Yes, it was, wasn’t it, Blackstone agreed silently.
He wondered why he kept giving in to the urge to snipe at Walsh. It wasn’t as if he didn’t like the man. He did like him. Perhaps, despite the Major’s weakness for the bottle, he even admired him.
He was sure that if they’d been sergeants in India together—or both inspectors in Scotland Yard—they’d have got on famously. But the problem was, they hadn’t been either of those things. They weren’t equals, nor were ever likely to be—and somehow the upper classes always brought out the worst in Blackstone.
‘You’re quite right,’ he said aloud. ‘The remark was uncalled for, and I apologize for it.’
‘Don’t give it another thought,’ Walsh said—and sounded as if he meant it. ‘As a matter of fact, you may be right. Possibly we do all have a few screws loose. But I was talking about the fact that it’s sometimes very hard to give up India. It’s like a drug.’ He paused. ‘You were there yourself, weren’t you? Surely you know what I’m talking about.’
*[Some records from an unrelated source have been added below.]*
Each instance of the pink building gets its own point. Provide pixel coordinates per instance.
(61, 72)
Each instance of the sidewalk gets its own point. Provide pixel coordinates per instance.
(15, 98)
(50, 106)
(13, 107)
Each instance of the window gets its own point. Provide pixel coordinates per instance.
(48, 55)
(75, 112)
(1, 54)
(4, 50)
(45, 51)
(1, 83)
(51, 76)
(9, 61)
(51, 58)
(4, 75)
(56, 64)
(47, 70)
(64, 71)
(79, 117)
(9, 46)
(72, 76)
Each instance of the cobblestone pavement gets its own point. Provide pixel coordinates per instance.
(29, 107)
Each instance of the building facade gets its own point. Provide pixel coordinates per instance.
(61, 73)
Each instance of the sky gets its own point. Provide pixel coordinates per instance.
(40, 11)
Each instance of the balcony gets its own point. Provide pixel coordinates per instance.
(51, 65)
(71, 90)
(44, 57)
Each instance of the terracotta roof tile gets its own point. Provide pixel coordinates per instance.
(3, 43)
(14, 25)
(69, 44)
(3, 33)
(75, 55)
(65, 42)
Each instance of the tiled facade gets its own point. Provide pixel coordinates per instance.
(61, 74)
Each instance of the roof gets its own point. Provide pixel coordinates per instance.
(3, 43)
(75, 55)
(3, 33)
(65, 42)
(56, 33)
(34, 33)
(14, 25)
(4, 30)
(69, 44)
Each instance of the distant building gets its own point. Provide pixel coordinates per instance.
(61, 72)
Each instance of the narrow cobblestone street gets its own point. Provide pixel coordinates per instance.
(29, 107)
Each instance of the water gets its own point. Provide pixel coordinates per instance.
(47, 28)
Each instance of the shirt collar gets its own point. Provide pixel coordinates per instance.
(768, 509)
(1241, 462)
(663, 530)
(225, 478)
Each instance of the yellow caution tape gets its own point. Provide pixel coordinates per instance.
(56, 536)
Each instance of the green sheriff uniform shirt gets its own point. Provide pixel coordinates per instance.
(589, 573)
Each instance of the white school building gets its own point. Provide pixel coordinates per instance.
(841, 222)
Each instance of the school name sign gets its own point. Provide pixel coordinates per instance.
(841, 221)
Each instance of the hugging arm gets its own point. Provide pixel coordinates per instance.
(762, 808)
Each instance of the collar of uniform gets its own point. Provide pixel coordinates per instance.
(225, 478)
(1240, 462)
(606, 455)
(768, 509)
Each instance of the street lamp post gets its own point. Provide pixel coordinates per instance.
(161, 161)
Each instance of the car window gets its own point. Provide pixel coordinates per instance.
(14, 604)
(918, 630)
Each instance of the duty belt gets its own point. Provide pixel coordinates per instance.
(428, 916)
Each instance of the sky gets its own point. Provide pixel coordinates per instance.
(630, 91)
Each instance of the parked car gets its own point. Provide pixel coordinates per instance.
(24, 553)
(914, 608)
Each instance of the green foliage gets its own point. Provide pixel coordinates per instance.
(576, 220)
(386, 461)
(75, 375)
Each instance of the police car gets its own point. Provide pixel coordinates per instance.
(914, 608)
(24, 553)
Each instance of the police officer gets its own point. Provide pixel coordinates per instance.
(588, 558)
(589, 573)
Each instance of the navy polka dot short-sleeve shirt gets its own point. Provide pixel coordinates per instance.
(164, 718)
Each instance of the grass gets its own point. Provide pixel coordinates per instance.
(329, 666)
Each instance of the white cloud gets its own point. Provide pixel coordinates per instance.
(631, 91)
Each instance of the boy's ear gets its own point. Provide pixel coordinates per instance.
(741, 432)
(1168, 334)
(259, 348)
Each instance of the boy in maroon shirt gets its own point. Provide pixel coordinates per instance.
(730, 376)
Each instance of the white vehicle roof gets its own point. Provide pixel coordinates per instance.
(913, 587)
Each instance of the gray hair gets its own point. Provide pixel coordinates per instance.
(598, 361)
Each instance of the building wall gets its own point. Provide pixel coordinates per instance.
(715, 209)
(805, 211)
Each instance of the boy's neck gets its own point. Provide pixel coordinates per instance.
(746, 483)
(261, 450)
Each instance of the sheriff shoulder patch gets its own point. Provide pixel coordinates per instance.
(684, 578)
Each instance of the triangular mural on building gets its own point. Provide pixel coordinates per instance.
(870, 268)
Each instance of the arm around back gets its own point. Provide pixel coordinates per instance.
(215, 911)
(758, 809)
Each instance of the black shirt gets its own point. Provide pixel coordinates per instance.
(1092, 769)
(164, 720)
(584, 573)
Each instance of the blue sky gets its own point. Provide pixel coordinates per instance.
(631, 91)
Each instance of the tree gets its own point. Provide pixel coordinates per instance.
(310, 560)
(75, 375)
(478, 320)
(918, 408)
‘We were in two different countries,’ Blackstone told him. ‘When you talk about the effect your India could have on a man, what you mean is the effect it could have on an officer. I was in the ranks myself.’
‘And was that so very different?’
‘There was a world of difference.’
‘So what did it mean to the common soldier?’
‘It meant heat and dust. It meant the possibility of dying of a particularly nasty disease he’d never have caught if he’d stayed at home. It meant—’
‘Damn!’ Walsh said, patting his pocket. ‘Damn and blast!’
‘Something the matter?’ Blackstone asked. ‘Is the truth a little too close for comfort?’
‘What?’ Walsh said distractedly.
‘The truth?’ Blackstone repeated, suspecting that he was being unfair to Walsh again, yet unable to restrain himself. ‘Was it too close for comfort?’
‘Oh, I see what you mean,’ the Major said. ‘No, it’s nothing like that. Fact is, I seem to have lost my cheroots. Must have left the damn things on the train. Dashed annoying. But let’s get back to the lot of the common soldier in India. Surely there must have been something that the other ranks liked about the country?’
‘There was. They liked kicking the Indians around. But if they ever stopped to think about it—and a few of them did eventually—they realized being a ‘nigger’ is nothing to do with the colour of your skin.’
‘Come again?’ Walsh said.
‘They’d been the ‘niggers’ once themselves—back in England. And when they finally returned to the mother country—if they lived that long—they’d be the ‘niggers’ again.’
‘How cynical you can sound. You’re not some kind of radical, are you?’
‘No. I’m a policeman. And if a policeman is to do his job properly, he has to look at things as they are, rather than as he’d like them to be. Tell me about the India you and your fellow officers knew.’
‘If you were very rich, then I don’t suppose it was much different to being at home,’ Walsh said. But if your family was only moderately prosperous—as mine was—you suddenly found yourself living like a king. You could employ all the servants you wanted to. You could play polo to your heart’s desire. Birth still mattered—a lord’s a lord wherever he is—but it didn’t matter as much as rank.’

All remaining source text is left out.